Mini Motor Racing EVO Review

By Mike Rose |

Mini Motor Racing EVO is so bad it might be good.

Have you ever played a racing game that handled so poorly that it actually went full circle, with the controls suddenly becoming a sort of unique difficulty curve to the game? No, of course you haven’t – such a thing can’t possibly exist. Well, until now that is. Imagine having to race using the Warthog from Halo. Then crank up the drift-o meter just that little bit extra, and you’ve got Mini Motor Racing EVO. Although it initially feels sloppy, this Micro Machines-inspired racer slowly begins to win your trust as you plug away at its mental controls.

Mini Motor Racing EVO

From the moment you start your first race, you’ll screw your face up in disgust. Mini Motor Racing EVO handles like a dog, meaning you’ll regularly mistime corners and drift around the outside, then nitro boost into some scenery and end up right at the back of the pack. But there’s something strangely compelling about mastering the game’s controls. There are so many quirky nuances compared to other racers: for example, if you hit pretty much anything, or even scrape the side of your car as you slide around a bend, you’ll come to a near-complete stop. This forces you to really perfect corners and make sure you don’t just slam into the surroundings.

It doesn’t stop there either. If you hit an obstacle on the track, like a tire or a cone, you’ll slow right down or even flip out from your preferred direction. Hitting other racers is the worst, as it feels like you’re being dragged away with the tide, and you’ll end up way behind the race leaders as a result. The controls can sometimes be a little unbearable. Go around a bend at too wide of an angle, for example, and it’s actually possible to get stuck against the side and have to follow it around, rather than pulling away and using the shortest path to victory.

Mini Motor Racing EVO

The vast selection of maps offers hundreds of different tracks to choose from, in addition to a level editor and Steam Workshop support: meaning you’ll potentially be downloading new tracks forever. Although the majority of them are pretty forgettable, the Team Fortress 2, Portal 2, and Fruit Ninja tracks are really lovely.
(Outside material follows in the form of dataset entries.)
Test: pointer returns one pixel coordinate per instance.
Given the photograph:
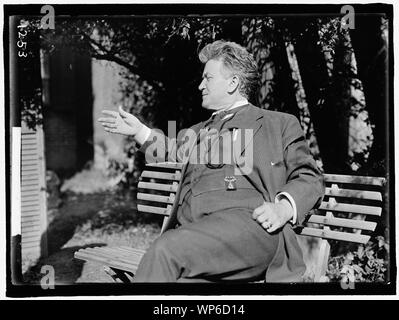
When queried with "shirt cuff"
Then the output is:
(142, 136)
(287, 196)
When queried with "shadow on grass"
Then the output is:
(78, 217)
(67, 270)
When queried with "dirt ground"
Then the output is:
(86, 220)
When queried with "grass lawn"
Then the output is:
(95, 219)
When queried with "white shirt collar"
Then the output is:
(236, 104)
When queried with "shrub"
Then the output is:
(366, 264)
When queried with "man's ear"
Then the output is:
(234, 83)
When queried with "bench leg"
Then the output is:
(322, 261)
(119, 275)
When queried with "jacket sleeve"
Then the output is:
(160, 148)
(304, 181)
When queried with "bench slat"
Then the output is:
(350, 193)
(335, 235)
(155, 197)
(84, 255)
(151, 209)
(167, 165)
(340, 222)
(161, 175)
(352, 208)
(158, 186)
(340, 178)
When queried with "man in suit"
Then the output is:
(227, 223)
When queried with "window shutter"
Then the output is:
(33, 194)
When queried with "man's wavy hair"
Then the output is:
(237, 60)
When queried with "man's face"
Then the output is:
(215, 86)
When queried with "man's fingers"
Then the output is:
(110, 113)
(122, 112)
(109, 125)
(107, 120)
(264, 217)
(272, 228)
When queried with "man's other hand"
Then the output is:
(273, 216)
(120, 122)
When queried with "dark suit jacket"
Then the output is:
(282, 163)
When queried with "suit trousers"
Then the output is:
(226, 245)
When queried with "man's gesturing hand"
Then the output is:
(273, 216)
(120, 122)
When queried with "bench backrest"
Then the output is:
(348, 202)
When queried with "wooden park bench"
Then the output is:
(348, 202)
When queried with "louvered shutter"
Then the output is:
(33, 194)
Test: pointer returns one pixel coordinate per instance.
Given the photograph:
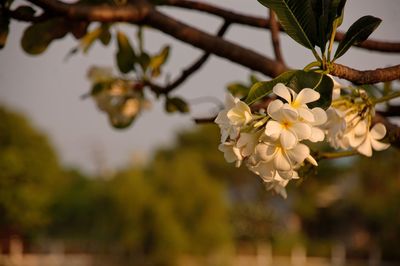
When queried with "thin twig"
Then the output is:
(275, 36)
(196, 64)
(253, 21)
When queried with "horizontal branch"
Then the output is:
(258, 22)
(213, 44)
(366, 76)
(103, 13)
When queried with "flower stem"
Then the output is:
(336, 155)
(387, 97)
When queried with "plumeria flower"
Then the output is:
(240, 114)
(378, 131)
(227, 129)
(298, 101)
(320, 118)
(231, 153)
(283, 159)
(335, 127)
(285, 125)
(247, 142)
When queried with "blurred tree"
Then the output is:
(29, 171)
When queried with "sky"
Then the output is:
(47, 88)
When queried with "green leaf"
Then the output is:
(316, 81)
(261, 89)
(238, 89)
(358, 32)
(37, 37)
(88, 40)
(297, 18)
(105, 36)
(158, 60)
(4, 29)
(144, 61)
(176, 104)
(125, 56)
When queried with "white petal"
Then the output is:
(378, 131)
(317, 135)
(306, 114)
(301, 130)
(281, 162)
(299, 153)
(320, 116)
(273, 129)
(282, 91)
(365, 147)
(306, 96)
(288, 139)
(274, 107)
(379, 146)
(265, 152)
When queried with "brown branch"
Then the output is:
(258, 22)
(215, 45)
(366, 76)
(196, 65)
(275, 36)
(103, 13)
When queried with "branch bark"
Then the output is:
(366, 76)
(258, 22)
(215, 45)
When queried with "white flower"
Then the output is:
(283, 159)
(240, 114)
(298, 101)
(286, 125)
(336, 88)
(378, 131)
(335, 127)
(231, 152)
(247, 142)
(227, 129)
(320, 118)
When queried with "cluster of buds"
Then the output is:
(273, 144)
(121, 99)
(349, 124)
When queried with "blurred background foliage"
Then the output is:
(187, 200)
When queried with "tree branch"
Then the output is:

As you play through the game, you’ll receive cash that can be used to purchase upgrades for your car. It’s a weird system, because it feels very unbalanced – you’ll be destroying the opposition in one race, and then losing hopelessly in the next. Unfortunately the upgrades don’t always give you the boost that you need to overcome this, and you may have to go back and grind previous levels. The game also tries to artificially lengthen the experience by increasing the number of laps you have to go in later levels, which is just hugely annoyingly. There’s really no reason for it, given that there are already hundreds of tracks to beat in the first place.

Mini Motor Racing EVO

Mini Motor Racing EVO is a strange beast. Those looking for an online multiplayer racer to hack away at with friends may find its quirks enjoyable enough. But if you’re looking for a more solid release, this isn’t what you’re after.